Burkina Faso : Adoption du nouveau Code de la famille, l’homosexualité interdite et passible de prison
Le Burkina Faso franchit une étape majeure dans l’histoire de sa législation familiale. En adoptant à l’unanimité des 71 députés de l’Assemblée législative de transition le nouveau Code des personnes et de la famille, le pays affirme la volonté du Capitaine Ibrahim TRAORÉ, Président du Faso, de répondre aux aspirations profondes du peuple en protégeant les valeurs culturelles et morales de la nation. Cette réforme, attendue depuis plus de trente ans, modernise un cadre légal ancien tout en clarifiant la position du pays sur des enjeux sociaux fondamentaux, notamment l’interdiction des pratiques homosexuelles.

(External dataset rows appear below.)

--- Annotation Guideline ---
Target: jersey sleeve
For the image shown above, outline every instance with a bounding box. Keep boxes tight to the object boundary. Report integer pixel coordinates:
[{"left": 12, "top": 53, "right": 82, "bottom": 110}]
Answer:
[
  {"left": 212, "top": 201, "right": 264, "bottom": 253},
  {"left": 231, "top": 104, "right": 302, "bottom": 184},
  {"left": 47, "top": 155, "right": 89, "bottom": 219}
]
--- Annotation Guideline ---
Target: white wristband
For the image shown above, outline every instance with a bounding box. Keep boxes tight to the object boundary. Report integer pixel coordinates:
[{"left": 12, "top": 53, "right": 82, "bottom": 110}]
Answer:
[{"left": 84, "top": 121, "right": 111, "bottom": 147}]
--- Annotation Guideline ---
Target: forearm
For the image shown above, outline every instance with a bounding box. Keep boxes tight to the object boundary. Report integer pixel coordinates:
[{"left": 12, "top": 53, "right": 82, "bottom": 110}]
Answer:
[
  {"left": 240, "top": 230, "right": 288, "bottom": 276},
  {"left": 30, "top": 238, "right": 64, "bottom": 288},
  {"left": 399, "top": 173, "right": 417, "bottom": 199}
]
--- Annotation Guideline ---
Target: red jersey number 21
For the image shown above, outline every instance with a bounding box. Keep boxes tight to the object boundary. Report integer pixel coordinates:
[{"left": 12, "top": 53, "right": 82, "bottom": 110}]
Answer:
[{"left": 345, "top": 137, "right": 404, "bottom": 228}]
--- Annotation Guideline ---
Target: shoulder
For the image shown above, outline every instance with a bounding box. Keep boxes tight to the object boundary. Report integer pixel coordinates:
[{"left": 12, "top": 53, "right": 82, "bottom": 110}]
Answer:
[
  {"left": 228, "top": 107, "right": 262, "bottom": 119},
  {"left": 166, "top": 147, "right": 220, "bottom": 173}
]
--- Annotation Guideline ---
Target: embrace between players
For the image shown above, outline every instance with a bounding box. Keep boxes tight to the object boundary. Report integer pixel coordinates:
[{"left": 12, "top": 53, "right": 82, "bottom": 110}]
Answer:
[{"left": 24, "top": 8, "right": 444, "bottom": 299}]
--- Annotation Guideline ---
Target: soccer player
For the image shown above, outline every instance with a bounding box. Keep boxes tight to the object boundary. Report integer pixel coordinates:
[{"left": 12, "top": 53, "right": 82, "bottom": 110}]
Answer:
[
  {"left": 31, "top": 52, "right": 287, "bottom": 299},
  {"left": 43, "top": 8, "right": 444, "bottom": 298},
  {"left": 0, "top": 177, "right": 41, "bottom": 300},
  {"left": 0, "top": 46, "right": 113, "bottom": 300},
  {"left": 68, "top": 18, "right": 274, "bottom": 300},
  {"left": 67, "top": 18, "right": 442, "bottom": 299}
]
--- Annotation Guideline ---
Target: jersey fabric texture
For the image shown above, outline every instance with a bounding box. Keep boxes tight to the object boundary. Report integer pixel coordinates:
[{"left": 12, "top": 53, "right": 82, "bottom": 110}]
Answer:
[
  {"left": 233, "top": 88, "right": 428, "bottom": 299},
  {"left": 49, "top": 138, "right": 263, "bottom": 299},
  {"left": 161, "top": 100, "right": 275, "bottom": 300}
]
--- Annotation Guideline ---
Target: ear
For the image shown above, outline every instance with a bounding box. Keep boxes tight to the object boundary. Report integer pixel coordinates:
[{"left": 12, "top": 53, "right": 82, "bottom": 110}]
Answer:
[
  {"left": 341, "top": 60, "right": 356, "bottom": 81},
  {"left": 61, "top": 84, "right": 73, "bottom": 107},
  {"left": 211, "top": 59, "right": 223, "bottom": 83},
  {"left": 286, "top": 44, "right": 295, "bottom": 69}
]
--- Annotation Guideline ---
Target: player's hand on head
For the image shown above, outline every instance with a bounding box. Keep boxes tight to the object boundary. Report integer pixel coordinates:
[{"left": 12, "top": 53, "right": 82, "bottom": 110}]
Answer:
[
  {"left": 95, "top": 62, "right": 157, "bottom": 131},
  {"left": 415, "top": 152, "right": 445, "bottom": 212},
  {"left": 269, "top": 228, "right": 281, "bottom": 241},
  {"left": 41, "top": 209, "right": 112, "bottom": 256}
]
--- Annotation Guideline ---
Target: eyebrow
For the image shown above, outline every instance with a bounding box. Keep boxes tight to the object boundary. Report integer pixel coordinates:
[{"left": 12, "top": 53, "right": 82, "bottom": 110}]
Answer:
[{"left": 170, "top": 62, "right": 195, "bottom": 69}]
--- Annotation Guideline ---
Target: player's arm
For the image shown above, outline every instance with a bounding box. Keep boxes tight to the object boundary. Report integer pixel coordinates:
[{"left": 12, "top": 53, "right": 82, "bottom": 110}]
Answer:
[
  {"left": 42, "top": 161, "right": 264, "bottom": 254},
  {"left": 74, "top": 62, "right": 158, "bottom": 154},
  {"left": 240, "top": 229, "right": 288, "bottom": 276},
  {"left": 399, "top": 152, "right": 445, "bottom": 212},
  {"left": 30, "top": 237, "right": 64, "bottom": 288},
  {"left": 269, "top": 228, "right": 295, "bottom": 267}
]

Le Code fixe l’âge légal du mariage et la majorité civile à 18 ans pour les hommes et les femmes, avec possibilité de dérogation à 16 ans sur décision judiciaire. Il reconnaît pleinement les mariages religieux et coutumiers à condition qu’ils soient transcrits à l’état civil, assurant aux conjoints tous les droits civils et successoraux du mariage civil. Cette mesure valorise les traditions burkinabè tout en les inscrivant dans un cadre légal protecteur et transparent.
La réforme sécurise également les droits familiaux. Parents, descendants et conjoints survivants bénéficient d’une protection juridique renforcée, même après séparation. L’acquisition de la nationalité par mariage n’est plus automatique afin de prévenir les mariages fictifs, et la déchéance de nationalité devient possible pour toute personne portant atteinte aux intérêts nationaux. Par ailleurs, une avancée notable concerne les femmes enceintes : dès la conception, une mère peut réclamer une pension alimentaire provisoire auprès de toute personne suspectée d’être le père, le juge fixant la contribution en fonction des moyens et responsabilités de chacun.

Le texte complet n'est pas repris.